The Independent Community Bankers of America (ICBA), a lobbying group representing small banks, wants to put the Kibosh on SoFi offering banking services in the US. As was recently reported, SoFi has applied for a Charter as it seeks to broaden its services to a far wider audience. The move by SoFi was not unexpected as the Fintech firm had acquired Zenbanx, a digital only bank, early in 2017.
According to a report in PYMNTS, Chris Cole, senior regulatory counsel at the ICBA, says SoFi is attempting to take advantage of a loophole to provide banking services. The ICBA is expected to submit a comment letter to the FDIC to try and block SoFi from gaining bank status. And why would the ICBA want to stop SoFi from receiving a banking charter? They don’t want the competition, of course.
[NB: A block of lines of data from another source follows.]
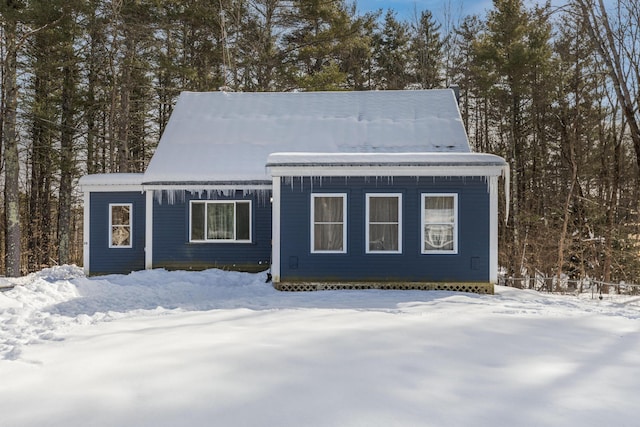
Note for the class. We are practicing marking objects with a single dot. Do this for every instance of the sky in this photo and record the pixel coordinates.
(406, 8)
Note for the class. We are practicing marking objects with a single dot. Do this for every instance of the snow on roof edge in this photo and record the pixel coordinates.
(372, 159)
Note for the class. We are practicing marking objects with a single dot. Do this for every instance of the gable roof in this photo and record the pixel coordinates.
(227, 137)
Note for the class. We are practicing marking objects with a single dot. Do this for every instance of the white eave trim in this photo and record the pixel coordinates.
(97, 188)
(386, 170)
(204, 187)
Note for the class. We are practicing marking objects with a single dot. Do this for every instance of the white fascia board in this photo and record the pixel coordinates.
(93, 188)
(398, 170)
(201, 187)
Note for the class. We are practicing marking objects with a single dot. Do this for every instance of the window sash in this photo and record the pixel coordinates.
(384, 226)
(328, 223)
(439, 223)
(220, 221)
(120, 231)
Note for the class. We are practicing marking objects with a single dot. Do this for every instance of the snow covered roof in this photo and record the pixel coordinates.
(384, 159)
(227, 137)
(101, 181)
(386, 164)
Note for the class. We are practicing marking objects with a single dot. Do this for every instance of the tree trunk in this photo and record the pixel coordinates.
(11, 159)
(66, 166)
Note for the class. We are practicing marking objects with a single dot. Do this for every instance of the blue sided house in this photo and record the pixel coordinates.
(324, 190)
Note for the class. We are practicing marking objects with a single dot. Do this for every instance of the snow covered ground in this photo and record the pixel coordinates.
(213, 348)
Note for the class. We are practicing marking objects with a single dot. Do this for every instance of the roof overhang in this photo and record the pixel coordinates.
(386, 164)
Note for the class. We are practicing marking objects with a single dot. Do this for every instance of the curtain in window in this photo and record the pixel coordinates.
(197, 221)
(383, 223)
(220, 221)
(439, 220)
(328, 224)
(120, 225)
(243, 221)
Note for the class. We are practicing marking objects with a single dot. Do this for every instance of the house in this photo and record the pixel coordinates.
(325, 189)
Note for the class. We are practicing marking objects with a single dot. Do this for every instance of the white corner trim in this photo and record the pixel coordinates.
(275, 231)
(148, 230)
(493, 229)
(86, 233)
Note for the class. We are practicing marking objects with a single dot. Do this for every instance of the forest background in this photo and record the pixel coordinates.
(87, 86)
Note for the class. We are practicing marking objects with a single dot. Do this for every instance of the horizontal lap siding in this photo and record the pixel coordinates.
(470, 264)
(105, 260)
(172, 249)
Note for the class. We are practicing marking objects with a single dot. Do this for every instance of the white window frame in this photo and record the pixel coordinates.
(344, 222)
(111, 225)
(423, 224)
(368, 223)
(208, 202)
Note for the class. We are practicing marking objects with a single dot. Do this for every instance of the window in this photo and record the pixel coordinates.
(384, 229)
(328, 227)
(220, 221)
(120, 225)
(440, 223)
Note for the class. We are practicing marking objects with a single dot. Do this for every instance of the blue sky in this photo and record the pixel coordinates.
(405, 8)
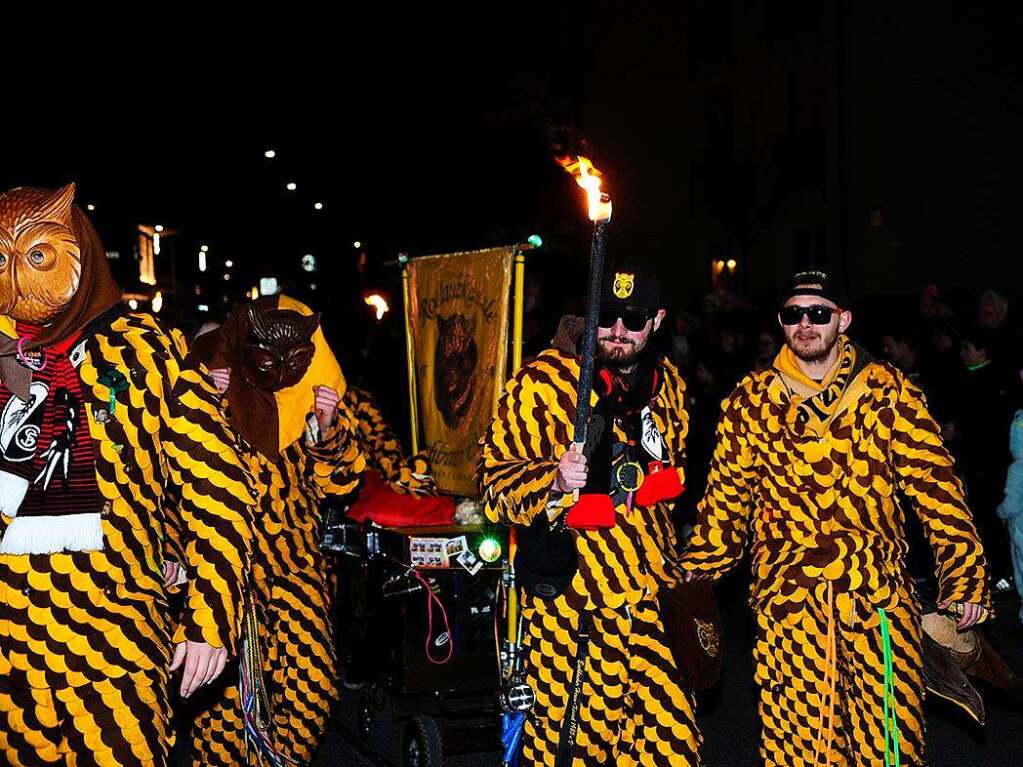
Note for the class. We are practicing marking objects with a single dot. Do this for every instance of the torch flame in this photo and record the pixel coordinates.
(379, 303)
(589, 179)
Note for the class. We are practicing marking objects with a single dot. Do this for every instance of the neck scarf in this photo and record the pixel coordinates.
(816, 402)
(47, 465)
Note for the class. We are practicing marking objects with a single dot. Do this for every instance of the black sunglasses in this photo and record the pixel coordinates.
(818, 314)
(634, 320)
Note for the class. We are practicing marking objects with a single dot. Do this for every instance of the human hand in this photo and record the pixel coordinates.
(325, 406)
(572, 470)
(971, 613)
(221, 378)
(203, 664)
(692, 576)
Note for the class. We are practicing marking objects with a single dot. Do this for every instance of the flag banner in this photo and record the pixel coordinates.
(458, 319)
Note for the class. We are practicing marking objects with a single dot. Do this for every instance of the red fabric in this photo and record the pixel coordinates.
(390, 509)
(592, 511)
(660, 485)
(59, 417)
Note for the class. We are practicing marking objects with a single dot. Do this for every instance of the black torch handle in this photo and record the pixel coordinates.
(587, 348)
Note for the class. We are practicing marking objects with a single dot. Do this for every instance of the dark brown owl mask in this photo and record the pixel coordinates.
(278, 349)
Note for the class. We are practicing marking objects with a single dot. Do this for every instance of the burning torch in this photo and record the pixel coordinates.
(599, 213)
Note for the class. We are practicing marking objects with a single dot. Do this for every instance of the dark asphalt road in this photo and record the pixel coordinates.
(727, 716)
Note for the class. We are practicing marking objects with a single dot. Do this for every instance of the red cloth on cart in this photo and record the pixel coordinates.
(390, 509)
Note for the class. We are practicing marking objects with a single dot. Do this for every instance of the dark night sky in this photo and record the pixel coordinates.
(432, 132)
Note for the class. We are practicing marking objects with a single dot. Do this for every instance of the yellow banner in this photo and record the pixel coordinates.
(458, 316)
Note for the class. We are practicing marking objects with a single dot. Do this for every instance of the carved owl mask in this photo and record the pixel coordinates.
(278, 349)
(40, 254)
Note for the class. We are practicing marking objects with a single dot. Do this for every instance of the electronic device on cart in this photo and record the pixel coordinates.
(428, 617)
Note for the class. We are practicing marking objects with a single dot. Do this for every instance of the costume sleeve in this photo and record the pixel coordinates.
(174, 536)
(384, 450)
(723, 514)
(926, 477)
(335, 465)
(526, 439)
(215, 501)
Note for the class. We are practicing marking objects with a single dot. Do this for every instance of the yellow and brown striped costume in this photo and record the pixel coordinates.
(383, 449)
(633, 711)
(293, 596)
(84, 636)
(818, 507)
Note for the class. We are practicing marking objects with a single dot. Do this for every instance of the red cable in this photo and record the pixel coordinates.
(431, 598)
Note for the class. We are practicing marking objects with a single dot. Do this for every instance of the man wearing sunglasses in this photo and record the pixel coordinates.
(809, 457)
(608, 688)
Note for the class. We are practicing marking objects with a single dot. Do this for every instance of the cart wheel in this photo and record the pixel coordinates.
(421, 743)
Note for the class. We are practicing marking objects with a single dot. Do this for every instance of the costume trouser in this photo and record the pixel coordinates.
(299, 671)
(631, 710)
(83, 668)
(800, 685)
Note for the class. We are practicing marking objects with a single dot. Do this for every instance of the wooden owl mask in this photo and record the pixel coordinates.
(279, 348)
(40, 256)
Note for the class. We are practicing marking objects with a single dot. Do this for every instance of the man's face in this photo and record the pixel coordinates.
(620, 347)
(809, 342)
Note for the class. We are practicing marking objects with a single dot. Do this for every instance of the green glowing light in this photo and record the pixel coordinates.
(489, 549)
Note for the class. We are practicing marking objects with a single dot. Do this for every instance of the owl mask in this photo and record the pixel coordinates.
(278, 348)
(53, 271)
(277, 353)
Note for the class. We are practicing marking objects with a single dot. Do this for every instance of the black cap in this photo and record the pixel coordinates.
(630, 285)
(816, 283)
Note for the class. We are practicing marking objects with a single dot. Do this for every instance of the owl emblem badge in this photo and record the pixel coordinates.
(707, 636)
(624, 282)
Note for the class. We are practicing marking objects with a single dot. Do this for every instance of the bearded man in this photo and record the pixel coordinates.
(608, 689)
(101, 418)
(809, 457)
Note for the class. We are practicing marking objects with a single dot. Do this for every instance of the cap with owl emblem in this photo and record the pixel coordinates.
(631, 285)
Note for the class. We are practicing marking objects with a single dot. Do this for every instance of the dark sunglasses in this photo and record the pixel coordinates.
(818, 314)
(633, 320)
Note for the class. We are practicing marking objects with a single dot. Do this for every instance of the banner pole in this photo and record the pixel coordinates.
(413, 411)
(518, 312)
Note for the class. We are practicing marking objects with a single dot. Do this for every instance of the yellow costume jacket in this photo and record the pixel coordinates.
(531, 431)
(165, 437)
(814, 489)
(383, 448)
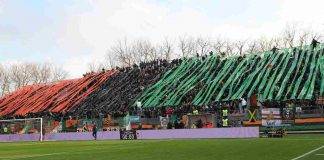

Banks have struggled with a regulatory environment that has ladled rule upon regulation onto banks for decades. Compliance costs are eating up a growing amount of revenue and productivity. SoFi is a highly regulated entity as well but the streamlined Fintech is light on expensive bricks and mortar and is thus well positioned to compete effectively against traditional banks.
Cole says, “We want these Fintech companies to be subject to the same kind of regulations as banks are.” Which is code for, we don’t want to compete with them at all or, at a minimum, if we slow down the process a bit, maybe we can buy some more time to change and adapt. Yep.
If the ICBA is effective who loses out? Well, the consumer of course. SoFi is well may be able to provide better services at a lower cost. The platform has already proven itself rather adept at refinancing student loans at a lower cost. In light of this fact, the FDIC will be hard pressed to protect one sector of finance (old banks) to the detriment of another (Fintech).